In the most reductive of descriptions, our studio primarily makes things.
We contextualize, and iterate, and prototype, and test. 

We design and create experiences through the making of these things.
The things themselves vary and cover a breadth of tangible products and experiences across technology, health & wellness, finance, commodity, and energy verticals. We design and build the things consumers use and interact with everyday - electronics, healthcare products, hardware, household goods, consumables - to name a few.
We deploy a host of design methodologies before, during, and following the making of these things - digging into our designer toolkits and aligning any number of way finding exercises throughout a project’s lifecycle to gain insights into users, create feedback loops, and work our way through design challenges we encounter as we create.

On any given project, a number of strategists, researchers, experience designers, visual designers, industrial designers, and production artists are likely to touch a program - either leading through their respective discipline phase or contributing to support an adjacent team.
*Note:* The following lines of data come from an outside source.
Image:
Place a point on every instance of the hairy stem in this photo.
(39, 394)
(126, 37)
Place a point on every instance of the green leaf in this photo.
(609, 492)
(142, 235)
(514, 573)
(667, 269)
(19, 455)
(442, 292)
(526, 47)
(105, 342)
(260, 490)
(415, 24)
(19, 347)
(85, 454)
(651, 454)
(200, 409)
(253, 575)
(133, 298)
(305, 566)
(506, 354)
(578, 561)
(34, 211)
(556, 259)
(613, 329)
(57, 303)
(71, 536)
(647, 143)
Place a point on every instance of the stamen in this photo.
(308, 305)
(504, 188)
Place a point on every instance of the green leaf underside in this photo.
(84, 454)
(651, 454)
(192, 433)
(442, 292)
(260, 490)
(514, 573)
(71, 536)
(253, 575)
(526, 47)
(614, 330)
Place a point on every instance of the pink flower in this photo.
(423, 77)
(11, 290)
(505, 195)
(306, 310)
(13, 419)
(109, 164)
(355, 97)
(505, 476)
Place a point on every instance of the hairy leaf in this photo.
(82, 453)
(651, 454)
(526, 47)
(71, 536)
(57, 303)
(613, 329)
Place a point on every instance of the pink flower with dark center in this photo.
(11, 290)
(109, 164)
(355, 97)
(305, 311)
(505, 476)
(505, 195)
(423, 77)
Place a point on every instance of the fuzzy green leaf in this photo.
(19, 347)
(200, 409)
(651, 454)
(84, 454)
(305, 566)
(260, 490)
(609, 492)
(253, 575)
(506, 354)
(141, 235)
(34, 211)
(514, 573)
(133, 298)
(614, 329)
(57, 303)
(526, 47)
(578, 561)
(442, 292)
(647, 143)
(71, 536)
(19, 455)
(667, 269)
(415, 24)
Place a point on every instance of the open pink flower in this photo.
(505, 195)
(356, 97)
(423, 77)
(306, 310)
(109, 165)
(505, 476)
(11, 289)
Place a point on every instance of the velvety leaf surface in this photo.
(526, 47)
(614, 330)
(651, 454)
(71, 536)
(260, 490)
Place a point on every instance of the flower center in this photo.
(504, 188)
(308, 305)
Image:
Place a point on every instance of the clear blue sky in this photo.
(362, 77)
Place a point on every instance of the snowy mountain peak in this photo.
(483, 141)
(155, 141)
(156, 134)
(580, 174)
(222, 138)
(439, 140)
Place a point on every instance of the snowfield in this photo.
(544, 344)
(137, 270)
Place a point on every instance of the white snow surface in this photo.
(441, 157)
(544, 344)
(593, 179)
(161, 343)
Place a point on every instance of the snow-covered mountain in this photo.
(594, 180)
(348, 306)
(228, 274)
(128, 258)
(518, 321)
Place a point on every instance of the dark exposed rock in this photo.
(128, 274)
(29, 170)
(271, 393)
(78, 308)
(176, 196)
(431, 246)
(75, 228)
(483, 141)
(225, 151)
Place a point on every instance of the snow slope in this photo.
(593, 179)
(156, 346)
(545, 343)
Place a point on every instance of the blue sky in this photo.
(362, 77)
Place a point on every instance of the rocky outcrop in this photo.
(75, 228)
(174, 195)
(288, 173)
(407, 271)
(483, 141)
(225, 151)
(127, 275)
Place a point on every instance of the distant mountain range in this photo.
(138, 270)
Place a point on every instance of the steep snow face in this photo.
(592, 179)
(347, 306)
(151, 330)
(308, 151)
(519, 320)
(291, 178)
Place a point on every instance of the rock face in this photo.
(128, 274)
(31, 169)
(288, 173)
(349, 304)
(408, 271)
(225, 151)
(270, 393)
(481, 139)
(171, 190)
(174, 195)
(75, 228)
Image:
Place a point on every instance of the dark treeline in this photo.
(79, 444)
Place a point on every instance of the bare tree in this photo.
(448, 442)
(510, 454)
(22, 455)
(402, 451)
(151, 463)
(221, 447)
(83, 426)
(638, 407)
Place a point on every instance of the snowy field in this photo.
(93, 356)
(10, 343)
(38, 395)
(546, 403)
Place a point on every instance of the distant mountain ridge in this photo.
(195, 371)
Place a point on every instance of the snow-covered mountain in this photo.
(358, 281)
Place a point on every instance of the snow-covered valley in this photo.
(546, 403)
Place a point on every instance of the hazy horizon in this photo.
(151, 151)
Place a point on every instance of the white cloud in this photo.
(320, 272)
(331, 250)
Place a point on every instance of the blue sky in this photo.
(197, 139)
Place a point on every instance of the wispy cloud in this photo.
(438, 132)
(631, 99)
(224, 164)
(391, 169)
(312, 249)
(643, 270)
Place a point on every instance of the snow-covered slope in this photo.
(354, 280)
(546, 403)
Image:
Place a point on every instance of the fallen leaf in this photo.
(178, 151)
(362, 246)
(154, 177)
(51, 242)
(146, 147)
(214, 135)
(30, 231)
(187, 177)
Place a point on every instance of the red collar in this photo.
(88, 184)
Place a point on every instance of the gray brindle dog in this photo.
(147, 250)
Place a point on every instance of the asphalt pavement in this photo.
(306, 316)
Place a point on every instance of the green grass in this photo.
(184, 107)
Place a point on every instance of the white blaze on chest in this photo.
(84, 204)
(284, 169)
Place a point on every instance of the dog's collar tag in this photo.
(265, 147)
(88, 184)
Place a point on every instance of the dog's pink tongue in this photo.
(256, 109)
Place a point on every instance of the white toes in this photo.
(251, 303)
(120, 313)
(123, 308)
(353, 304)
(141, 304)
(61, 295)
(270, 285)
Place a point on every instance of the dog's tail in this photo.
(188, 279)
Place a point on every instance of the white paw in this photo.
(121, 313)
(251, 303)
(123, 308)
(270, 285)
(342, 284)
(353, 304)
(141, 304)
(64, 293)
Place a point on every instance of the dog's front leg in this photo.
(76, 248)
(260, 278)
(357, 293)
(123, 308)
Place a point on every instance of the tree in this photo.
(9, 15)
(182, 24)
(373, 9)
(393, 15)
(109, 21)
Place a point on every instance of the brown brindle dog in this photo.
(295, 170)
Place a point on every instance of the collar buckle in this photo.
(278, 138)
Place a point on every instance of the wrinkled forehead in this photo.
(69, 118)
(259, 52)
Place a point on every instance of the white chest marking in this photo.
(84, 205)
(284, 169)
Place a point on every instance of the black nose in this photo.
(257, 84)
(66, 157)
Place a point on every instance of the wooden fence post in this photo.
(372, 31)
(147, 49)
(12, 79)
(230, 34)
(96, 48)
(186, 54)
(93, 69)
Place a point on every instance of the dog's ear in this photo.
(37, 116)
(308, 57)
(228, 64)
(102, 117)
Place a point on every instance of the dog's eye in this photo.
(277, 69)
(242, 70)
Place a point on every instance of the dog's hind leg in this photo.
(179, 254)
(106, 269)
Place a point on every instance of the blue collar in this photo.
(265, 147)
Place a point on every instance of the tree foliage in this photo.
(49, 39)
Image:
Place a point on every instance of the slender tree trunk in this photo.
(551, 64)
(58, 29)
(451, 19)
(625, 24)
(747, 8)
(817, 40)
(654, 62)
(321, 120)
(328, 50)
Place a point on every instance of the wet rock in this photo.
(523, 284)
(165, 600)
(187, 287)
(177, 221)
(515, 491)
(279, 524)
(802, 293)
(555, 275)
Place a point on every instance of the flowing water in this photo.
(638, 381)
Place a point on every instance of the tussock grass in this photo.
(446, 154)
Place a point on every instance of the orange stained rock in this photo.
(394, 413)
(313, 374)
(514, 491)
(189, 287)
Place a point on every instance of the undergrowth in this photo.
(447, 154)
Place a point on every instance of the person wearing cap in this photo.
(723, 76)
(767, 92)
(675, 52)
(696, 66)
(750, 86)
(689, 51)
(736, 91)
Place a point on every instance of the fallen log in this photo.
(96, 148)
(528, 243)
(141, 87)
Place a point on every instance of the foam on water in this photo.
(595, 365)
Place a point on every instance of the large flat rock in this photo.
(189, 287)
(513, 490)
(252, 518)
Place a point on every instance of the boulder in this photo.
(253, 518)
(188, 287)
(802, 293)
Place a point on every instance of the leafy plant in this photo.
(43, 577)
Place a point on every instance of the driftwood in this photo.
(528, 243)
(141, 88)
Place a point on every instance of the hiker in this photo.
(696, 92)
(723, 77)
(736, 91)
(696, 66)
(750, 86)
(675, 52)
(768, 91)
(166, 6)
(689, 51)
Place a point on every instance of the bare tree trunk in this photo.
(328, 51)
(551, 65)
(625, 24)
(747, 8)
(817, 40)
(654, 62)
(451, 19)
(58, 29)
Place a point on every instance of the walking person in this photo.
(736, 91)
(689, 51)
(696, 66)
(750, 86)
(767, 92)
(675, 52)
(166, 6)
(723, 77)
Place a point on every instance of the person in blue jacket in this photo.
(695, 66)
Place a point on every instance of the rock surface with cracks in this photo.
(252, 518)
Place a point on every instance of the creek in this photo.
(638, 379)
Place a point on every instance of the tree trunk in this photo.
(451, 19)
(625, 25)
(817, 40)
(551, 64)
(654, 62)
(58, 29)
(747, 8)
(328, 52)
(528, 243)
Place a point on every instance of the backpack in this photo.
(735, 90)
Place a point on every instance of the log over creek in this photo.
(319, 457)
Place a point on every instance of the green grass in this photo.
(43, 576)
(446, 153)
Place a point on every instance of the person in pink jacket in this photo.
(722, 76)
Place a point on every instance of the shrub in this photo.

Working collaboratively across our multiple design disciplines, respective teams fill their input buckets, and then that thing we call “the process” takes over, and we arrive on the other side with thoughtful (and typically stunning) design solutions. 

As a Senior Project Manager at Enlisted, my seat plants firmly in the middle of any given project. I lead, co-lead, contribute, lean in, lean back, and manage projects from inception to completion. My main function is to create spaces in which designers and clients can thrive within - developing and maintaining said space through the ups, downs, starts, and stops of any given program. In a space where designers feel supported and clients feel heard, design stands its greatest chances at developing into truly meaningful, highly impactful outcomes. I’m privileged to get a front row seat into wayfinding, through each client’s unique problem solving objective. As a design studio, we are in a constant state of making. Like any solid maker studio, the floors are typically littered with early ideas that take their form in sketches on rolls of trace, foam core mockups, prototypes that didn't quite make the cut, samples and swatches of every possible shape and size. The mess is usually a pretty reliable indicator of where we find ourselves in the design workflow, as we work through early ideation and big picture thinking through more focused exploration and ultimately refinement.

At the end of the day, our studio creates.

“Yes, but what does your studio do? “

This was the question posed by Ali - a stranger to me up until 5 minutes previous during my first visit to a new coffee shop in the neighborhood. Ali later explained that he was encouraged to chat with me seeing how I was reading How to Talk to Strangers by Malcolm Gladwell. (Fantastic book by the way - but be forewarned that a stranger may in fact attempt to talk to you…)


“Well,. . .” I slowly responded as I collected my thoughts and searched for an answer that would satisfy this gentleman whom I sensed was looking for a richer answer than the one I previously provided to him. 

We create things - experiences, brands, products that help people. My pithy answer to a very simple question that threw me for a loop.

I think about it often. The exchange was quick - yet  memorable. It was a profound question - it could not have been more straightforward. However, arriving at the answer was more complex.  Ali was a wise old man. His question led me down a personal inquiry to come up with an answer that made sense during a time when what we do, or rather, how we do what we do seemed to be the inquiry that many of us would undertake as the pandemic unfolded/s around us. Like coming up for a breath of air after an assuming wave knocks you over, the hits can keep coming - social inequities, civil unrest, a divisive political climate - issues that challenge people’s ability to make it through the day - take your pick.

People grow weary.  A general sense of malaise can sets in - and yet life continues as we make sense of it all (individually and collectively) and find new ways of living in an ever-evolving and heightened state of flux. 


What is culture exactly? How is it made? We make things in the studio, we are making things - thing makers. Do these things make a culture? If so, how and what shall this culture be and aim to do?